For decades, fans and cricket stakeholders across the Caribbean have voiced growing anxiety over the steady decline of West Indies cricket, a once-dominant force in the global sport that now faces cascading on-field and off-field challenges. Now, former St Vincent and the Grenadines Prime Minister Dr Ralph Gonsalves, who led the island nation for 24 years until his election defeat in November 2024, is stepping forward to demand urgent systemic change, arguing that regional governments must claim a formal seat at the decision-making table to reverse the sport’s downward trajectory.
The urgency around reform has spiked sharply over the past 12 months, after West Indies suffered a humiliating Test series defeat to Australia last summer, capped by a shocking 27 all out at Kingston’s Sabina Park – one of the lowest batting totals in the team’s long international history. Current International Cricket Council (ICC) rankings underscore the depth of the on-field crisis: the men’s senior team sits in the bottom half of all ICC global rankings, holding 8th place in Tests, 10th in One-Day Internationals, and 7th in the Twenty20 format.
Off the pitch, the sport’s regional governing body, Cricket West Indies (CWI), is facing severe financial strain, with the organization projecting a $26 million USD loss for the current year, though it forecasts a return to profitability by 2027. Gonsalves argues that these overlapping crises cannot be resolved by CWI’s current private governance model alone, and that regional governments must be granted formal decision-making authority if they are expected to inject much-needed public funding into the sport.
Speaking in an interview with the Jamaica Observer, Gonsalves noted: “The governments have to get involved but the governments [are] not going to get involved seriously if Cricket West Indies continues to think that government will pour money into Cricket West Indies without them having a say.” Currently, the Caribbean Community (Caricom) maintains a cricket subcommittee – once chaired by Gonsalves himself – but the regional bloc holds no formal governing power within CWI. ICC rules also ban official government interference in the internal administration of its member organizations, a regulation Gonsalves says is outdated and ill-suited to the Caribbean context.

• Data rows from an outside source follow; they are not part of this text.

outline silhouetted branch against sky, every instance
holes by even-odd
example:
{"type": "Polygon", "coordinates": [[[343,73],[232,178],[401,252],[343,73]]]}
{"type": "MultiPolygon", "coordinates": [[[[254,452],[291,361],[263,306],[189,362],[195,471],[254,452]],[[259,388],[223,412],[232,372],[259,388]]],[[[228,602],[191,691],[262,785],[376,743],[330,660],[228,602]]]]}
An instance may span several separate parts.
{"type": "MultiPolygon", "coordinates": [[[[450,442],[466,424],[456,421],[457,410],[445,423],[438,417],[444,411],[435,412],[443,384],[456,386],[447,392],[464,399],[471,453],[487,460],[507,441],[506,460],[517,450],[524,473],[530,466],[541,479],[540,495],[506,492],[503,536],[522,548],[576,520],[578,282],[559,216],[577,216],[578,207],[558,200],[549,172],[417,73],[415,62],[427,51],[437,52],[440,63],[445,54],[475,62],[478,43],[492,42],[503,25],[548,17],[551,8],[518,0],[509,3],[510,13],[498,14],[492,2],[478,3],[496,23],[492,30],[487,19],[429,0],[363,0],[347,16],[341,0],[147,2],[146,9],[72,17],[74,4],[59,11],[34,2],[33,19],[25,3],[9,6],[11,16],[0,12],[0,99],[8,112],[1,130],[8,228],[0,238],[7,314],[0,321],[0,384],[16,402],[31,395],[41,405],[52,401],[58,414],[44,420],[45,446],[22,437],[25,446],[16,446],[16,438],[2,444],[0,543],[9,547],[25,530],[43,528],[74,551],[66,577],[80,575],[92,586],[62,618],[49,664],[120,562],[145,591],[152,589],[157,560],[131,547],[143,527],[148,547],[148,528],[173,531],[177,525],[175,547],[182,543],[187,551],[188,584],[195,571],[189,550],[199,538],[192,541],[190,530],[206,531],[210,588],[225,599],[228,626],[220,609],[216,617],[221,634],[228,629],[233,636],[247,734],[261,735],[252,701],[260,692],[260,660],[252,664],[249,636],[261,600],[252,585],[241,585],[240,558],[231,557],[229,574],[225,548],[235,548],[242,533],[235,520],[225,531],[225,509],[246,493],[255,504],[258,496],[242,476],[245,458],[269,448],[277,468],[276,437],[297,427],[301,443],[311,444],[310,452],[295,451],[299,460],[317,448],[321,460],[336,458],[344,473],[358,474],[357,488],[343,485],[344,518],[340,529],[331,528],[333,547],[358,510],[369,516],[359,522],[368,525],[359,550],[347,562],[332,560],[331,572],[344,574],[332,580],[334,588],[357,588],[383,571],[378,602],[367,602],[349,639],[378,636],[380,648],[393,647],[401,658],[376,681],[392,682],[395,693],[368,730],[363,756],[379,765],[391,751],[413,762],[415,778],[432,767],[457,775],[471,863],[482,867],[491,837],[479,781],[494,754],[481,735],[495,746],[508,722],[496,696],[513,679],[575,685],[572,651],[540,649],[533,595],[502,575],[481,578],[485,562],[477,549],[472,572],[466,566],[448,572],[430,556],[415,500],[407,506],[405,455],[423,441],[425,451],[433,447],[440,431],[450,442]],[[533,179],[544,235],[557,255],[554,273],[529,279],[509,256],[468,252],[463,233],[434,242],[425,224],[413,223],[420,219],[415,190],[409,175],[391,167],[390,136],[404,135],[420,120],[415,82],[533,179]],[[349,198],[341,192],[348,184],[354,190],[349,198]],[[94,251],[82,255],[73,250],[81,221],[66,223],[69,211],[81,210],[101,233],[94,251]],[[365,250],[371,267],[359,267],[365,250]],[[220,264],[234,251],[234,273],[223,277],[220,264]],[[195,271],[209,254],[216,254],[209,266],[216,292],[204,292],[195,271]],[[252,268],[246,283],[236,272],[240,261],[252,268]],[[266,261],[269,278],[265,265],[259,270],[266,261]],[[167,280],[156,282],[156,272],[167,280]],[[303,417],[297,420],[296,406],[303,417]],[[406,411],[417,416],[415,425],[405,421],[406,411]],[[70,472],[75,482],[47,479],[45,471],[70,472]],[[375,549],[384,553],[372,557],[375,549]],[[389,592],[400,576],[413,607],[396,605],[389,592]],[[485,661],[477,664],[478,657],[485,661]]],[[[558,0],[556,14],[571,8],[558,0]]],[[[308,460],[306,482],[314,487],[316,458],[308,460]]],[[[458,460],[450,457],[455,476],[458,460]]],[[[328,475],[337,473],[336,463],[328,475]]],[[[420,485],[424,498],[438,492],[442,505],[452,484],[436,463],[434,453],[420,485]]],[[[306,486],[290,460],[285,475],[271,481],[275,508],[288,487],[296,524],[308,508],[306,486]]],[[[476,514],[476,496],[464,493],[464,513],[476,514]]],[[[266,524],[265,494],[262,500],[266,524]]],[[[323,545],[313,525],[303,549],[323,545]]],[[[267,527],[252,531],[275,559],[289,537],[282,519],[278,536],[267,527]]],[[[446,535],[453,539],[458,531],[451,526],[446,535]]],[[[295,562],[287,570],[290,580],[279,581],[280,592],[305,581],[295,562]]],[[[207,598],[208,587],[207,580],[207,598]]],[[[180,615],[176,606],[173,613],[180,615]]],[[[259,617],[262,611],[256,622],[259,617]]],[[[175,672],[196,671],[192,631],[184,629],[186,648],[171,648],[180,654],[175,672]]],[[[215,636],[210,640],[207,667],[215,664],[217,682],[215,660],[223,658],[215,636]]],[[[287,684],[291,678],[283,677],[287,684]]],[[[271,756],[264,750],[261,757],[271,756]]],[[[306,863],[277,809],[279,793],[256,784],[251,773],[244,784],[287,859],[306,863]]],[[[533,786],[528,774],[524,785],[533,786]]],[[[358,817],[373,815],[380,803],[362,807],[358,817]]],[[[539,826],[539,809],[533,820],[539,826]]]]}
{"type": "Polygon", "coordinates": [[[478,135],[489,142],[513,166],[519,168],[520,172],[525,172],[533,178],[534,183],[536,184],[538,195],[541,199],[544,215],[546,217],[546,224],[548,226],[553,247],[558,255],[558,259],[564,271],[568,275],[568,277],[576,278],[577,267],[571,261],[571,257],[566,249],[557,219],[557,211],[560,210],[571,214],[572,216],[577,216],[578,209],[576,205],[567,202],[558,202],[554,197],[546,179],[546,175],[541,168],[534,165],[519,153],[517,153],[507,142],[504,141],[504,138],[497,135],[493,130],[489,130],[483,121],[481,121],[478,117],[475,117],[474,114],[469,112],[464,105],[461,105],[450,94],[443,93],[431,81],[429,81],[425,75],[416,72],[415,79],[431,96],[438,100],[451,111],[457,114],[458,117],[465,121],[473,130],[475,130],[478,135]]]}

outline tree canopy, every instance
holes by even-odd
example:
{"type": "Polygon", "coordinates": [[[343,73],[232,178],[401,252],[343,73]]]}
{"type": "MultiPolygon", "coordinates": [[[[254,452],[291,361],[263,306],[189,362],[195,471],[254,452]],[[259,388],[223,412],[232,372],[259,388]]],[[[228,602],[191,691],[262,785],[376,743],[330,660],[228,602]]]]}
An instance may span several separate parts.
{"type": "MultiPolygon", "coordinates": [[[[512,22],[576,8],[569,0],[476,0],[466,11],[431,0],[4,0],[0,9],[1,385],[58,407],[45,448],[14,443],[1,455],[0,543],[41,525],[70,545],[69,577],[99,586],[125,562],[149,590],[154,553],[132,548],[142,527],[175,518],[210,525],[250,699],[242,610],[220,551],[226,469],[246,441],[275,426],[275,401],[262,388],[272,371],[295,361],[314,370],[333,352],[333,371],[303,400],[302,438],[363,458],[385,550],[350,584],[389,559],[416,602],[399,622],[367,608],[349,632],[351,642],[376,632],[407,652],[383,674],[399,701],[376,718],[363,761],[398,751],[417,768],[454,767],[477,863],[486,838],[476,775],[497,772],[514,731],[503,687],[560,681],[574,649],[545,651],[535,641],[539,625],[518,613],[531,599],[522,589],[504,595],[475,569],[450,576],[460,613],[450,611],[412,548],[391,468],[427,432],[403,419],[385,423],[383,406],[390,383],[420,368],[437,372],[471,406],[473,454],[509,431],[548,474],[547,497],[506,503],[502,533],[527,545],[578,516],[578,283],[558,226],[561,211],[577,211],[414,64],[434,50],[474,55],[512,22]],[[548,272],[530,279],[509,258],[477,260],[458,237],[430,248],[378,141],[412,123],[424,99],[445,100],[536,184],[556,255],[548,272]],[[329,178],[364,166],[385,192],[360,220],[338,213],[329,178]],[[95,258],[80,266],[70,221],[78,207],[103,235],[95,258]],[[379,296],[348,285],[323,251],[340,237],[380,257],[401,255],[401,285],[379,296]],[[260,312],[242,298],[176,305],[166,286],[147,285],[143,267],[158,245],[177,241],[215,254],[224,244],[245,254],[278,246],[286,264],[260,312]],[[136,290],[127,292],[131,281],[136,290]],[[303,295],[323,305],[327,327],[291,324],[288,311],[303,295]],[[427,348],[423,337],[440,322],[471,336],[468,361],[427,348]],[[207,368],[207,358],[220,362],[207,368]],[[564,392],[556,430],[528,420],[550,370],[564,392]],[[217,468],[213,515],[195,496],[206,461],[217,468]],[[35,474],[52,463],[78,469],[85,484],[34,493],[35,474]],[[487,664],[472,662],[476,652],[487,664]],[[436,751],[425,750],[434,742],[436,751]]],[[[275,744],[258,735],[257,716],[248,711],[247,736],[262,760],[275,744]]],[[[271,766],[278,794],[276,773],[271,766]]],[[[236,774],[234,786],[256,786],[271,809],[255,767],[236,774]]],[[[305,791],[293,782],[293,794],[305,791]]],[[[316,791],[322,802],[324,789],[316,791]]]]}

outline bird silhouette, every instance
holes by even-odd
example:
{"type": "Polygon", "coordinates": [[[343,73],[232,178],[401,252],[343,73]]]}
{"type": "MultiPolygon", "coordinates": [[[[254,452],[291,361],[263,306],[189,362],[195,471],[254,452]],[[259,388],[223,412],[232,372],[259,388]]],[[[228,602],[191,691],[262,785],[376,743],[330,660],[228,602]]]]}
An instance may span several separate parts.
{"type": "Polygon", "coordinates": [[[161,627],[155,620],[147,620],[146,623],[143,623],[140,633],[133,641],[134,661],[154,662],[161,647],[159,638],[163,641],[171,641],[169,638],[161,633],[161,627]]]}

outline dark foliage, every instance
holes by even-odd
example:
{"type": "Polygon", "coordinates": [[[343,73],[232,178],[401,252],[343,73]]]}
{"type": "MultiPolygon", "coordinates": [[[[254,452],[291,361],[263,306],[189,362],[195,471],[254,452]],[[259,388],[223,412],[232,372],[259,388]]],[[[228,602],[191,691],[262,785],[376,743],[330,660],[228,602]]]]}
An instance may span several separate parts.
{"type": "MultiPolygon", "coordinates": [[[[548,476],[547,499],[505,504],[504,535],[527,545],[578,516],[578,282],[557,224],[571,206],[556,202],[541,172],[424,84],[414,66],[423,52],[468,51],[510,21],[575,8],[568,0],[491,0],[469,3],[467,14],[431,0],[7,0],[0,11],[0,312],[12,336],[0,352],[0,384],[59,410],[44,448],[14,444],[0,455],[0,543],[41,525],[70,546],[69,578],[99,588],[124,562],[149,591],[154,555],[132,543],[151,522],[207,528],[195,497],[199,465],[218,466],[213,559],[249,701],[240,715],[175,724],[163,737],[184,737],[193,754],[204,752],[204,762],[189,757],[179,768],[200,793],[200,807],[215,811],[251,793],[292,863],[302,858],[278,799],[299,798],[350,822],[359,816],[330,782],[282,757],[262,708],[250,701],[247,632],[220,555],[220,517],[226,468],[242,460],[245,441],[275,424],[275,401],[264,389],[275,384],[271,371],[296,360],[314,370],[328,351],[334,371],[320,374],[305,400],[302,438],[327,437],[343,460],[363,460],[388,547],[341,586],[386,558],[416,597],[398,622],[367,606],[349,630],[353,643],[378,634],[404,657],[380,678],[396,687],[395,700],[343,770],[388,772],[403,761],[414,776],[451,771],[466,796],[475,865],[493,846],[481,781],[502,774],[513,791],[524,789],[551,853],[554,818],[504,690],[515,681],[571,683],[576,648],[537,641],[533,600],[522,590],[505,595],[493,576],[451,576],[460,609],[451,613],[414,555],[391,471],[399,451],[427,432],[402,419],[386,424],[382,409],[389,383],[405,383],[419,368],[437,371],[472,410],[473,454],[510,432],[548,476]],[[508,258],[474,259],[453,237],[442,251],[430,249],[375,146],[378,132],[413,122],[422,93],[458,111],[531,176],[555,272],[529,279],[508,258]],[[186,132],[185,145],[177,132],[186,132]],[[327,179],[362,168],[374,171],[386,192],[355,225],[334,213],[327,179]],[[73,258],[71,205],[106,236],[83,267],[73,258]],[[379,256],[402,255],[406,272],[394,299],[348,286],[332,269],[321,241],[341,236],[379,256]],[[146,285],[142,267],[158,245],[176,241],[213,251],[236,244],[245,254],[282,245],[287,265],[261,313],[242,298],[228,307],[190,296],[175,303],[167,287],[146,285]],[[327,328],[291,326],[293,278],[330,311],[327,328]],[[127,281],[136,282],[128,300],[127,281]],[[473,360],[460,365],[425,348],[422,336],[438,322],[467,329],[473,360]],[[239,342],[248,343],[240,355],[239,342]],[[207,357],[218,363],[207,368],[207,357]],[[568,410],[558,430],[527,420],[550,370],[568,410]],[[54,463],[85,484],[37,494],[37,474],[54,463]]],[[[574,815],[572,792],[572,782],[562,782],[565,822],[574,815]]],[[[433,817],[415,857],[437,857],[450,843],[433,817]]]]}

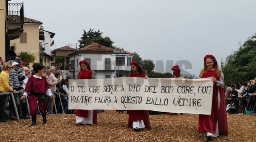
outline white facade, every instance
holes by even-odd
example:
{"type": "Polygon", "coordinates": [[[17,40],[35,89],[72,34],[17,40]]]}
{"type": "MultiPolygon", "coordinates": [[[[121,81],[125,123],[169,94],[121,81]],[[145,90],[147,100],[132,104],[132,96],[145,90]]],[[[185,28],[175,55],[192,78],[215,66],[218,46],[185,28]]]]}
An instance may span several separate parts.
{"type": "MultiPolygon", "coordinates": [[[[123,59],[122,66],[118,66],[116,64],[116,56],[114,54],[81,54],[71,56],[69,58],[69,63],[71,64],[70,68],[74,70],[74,74],[72,75],[71,73],[70,74],[72,79],[74,77],[77,79],[80,70],[78,63],[85,60],[89,62],[92,70],[96,74],[97,79],[116,77],[118,68],[119,76],[127,76],[131,71],[130,63],[127,63],[127,59],[129,58],[131,61],[133,56],[128,54],[120,55],[119,56],[123,59]]],[[[130,61],[129,59],[128,62],[130,61]]]]}
{"type": "MultiPolygon", "coordinates": [[[[51,36],[52,36],[52,37],[53,37],[53,36],[54,36],[55,34],[45,30],[42,29],[39,29],[39,30],[43,32],[45,39],[44,41],[39,41],[40,46],[42,46],[42,47],[44,48],[45,51],[44,52],[45,53],[50,56],[51,46],[52,45],[51,43],[53,41],[52,38],[51,38],[51,36]]],[[[51,66],[51,65],[50,61],[49,62],[49,63],[50,66],[51,66]]]]}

Drawing a comparison to South Asia, Gonsalves pointed out that the Indian Supreme Court has already ruled that top-tier cricket is a public good that cannot be managed exclusively by private entities. “I’m sure if it comes to our courts that they will rule similarly because it makes perfect sense,” he said. “The law is right reason and right reason indicates that you can’t have a public good, of this type being run by a private entity and certainly you can’t expect the parliaments to vote money to put it inside of the organisation, Cricket West Indies, where they seek to conflate Cricket West Indies with cricket in the West Indies. I’ve thought long and hard about this thing and, I dare anybody to tell me that my conclusions are not correct.”
Gonsalves’ proposed path forward calls for regional leaders to collectively present a formal diplomatic demarche to the ICC, outlining the severity of the current crisis and requesting approval for expanded government involvement to restructure and reform CWI. “If this matter is discussed within the context of the region and governments decide this is way we’re going to do it and we want to play a part in the management of it and to restructure it, we have to make a demarche to the ICC and say this thing cannot continue like this, because if it continues like this, it would fold,” he explained. “So I don’t think it’s a question of trust. It’s whether we as governments in the region decide whether we’re going to be involved in this matter. And in order to comply with the perspectives of the ICC, where are the tolerable limits for the state’s involvement because we are in a crisis.”
West Indies cricket is set to return to the international spotlight next month, when the team will host Sri Lanka for three ODIs and three T20Is at Sabina Park, against a backdrop of growing calls for sweeping systemic change to secure the sport’s future in the Caribbean.